Following initial mold design, our team performs mold flow analysis to reduce the likelihood of problems in the molding process. Depending on the complexity of the molded component, this can be a simple filling simulation all the way to complex warpage and shrinkage analysis, fiber orientation estimates for filled polymers, and other factors. Catching issues and collaborating closely with our clients at this stage to resolve potential problems leads to better products and higher on-time-delivery rates. Although we are quite nimble in rectifying problems that arise in the molding process, it is far easier and more efficient to do this when the mold is still in CAD and not in the press. Ultimately the completed mold design is reviewed with the client for approval prior to production.

Preparing for production

Once the mold design is complete, the process starts to really accelerate. The individual components of the mold (core, cavity, inserts, actions, ejector pins, etc.) are designated for their respective manufacturing process: CNC machining, EDM (electrical discharge machining), grinding, and manual machining.

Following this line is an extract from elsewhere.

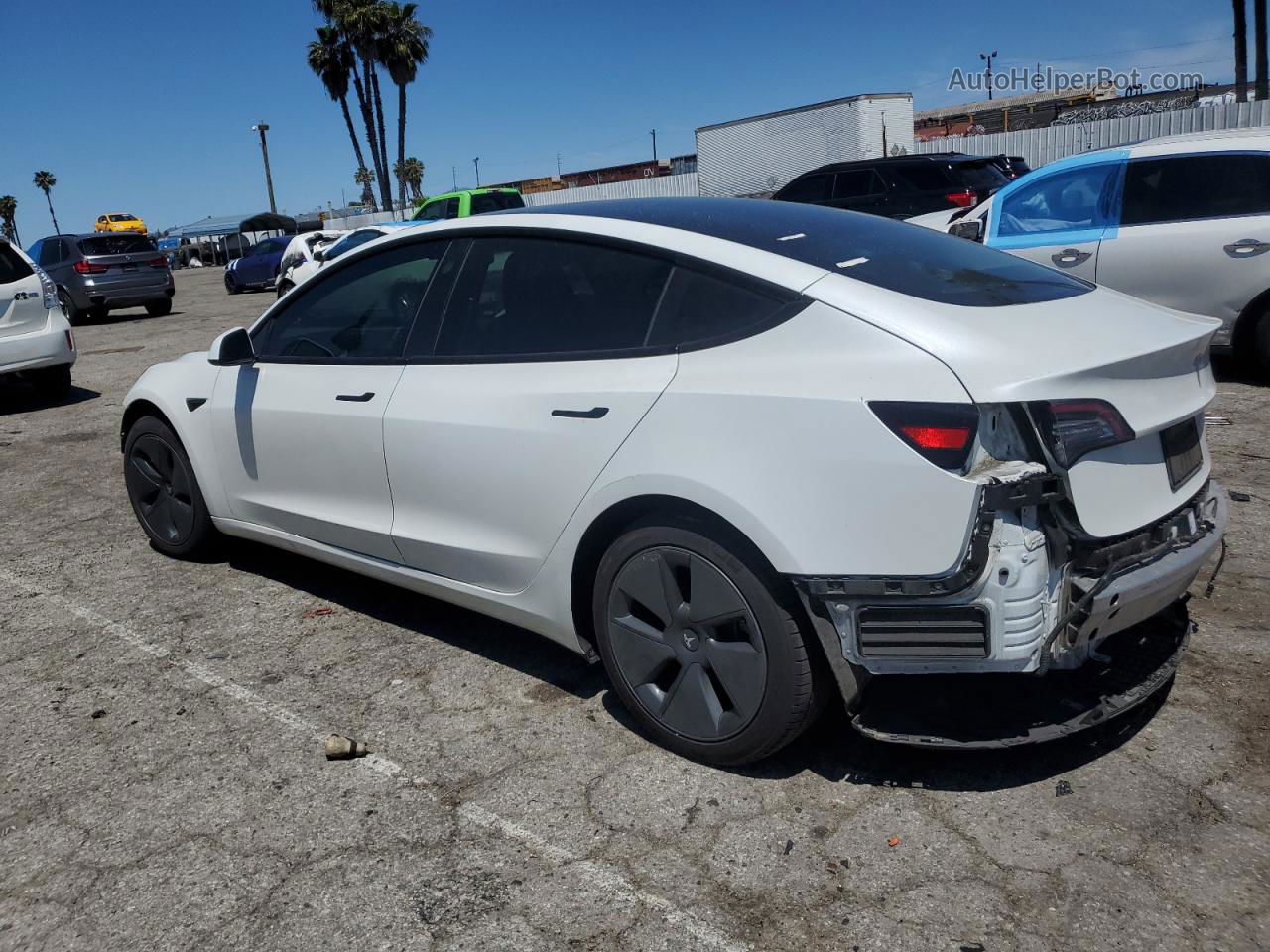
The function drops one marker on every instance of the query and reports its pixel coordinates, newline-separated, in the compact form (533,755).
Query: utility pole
(262,127)
(988,71)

The expert finishing touches complete the injection mold build process

Production of high-quality injection molds will always demand the personal attention of expert mold makers. At CHT we have a team of highly talented and hugely experienced mold makers who finish and test every mold to assure proper functioning of the mold and to achieve the desired surface finish of the molded components. This is part engineering and part artistry and cannot be rushed. So, all of the efficiency we build into the prior mold production steps assures that this team has enough time to do the mold finishing process properly. Naturally we do everything possible to maximize the mold surface finish quality coming out of CNC and EDM so that manual finishing or laser texturing is less difficult. Finally, the various components of the mold are all brought together in the assembly department where the functional mold is built up and tested prior to delivery to the molding department.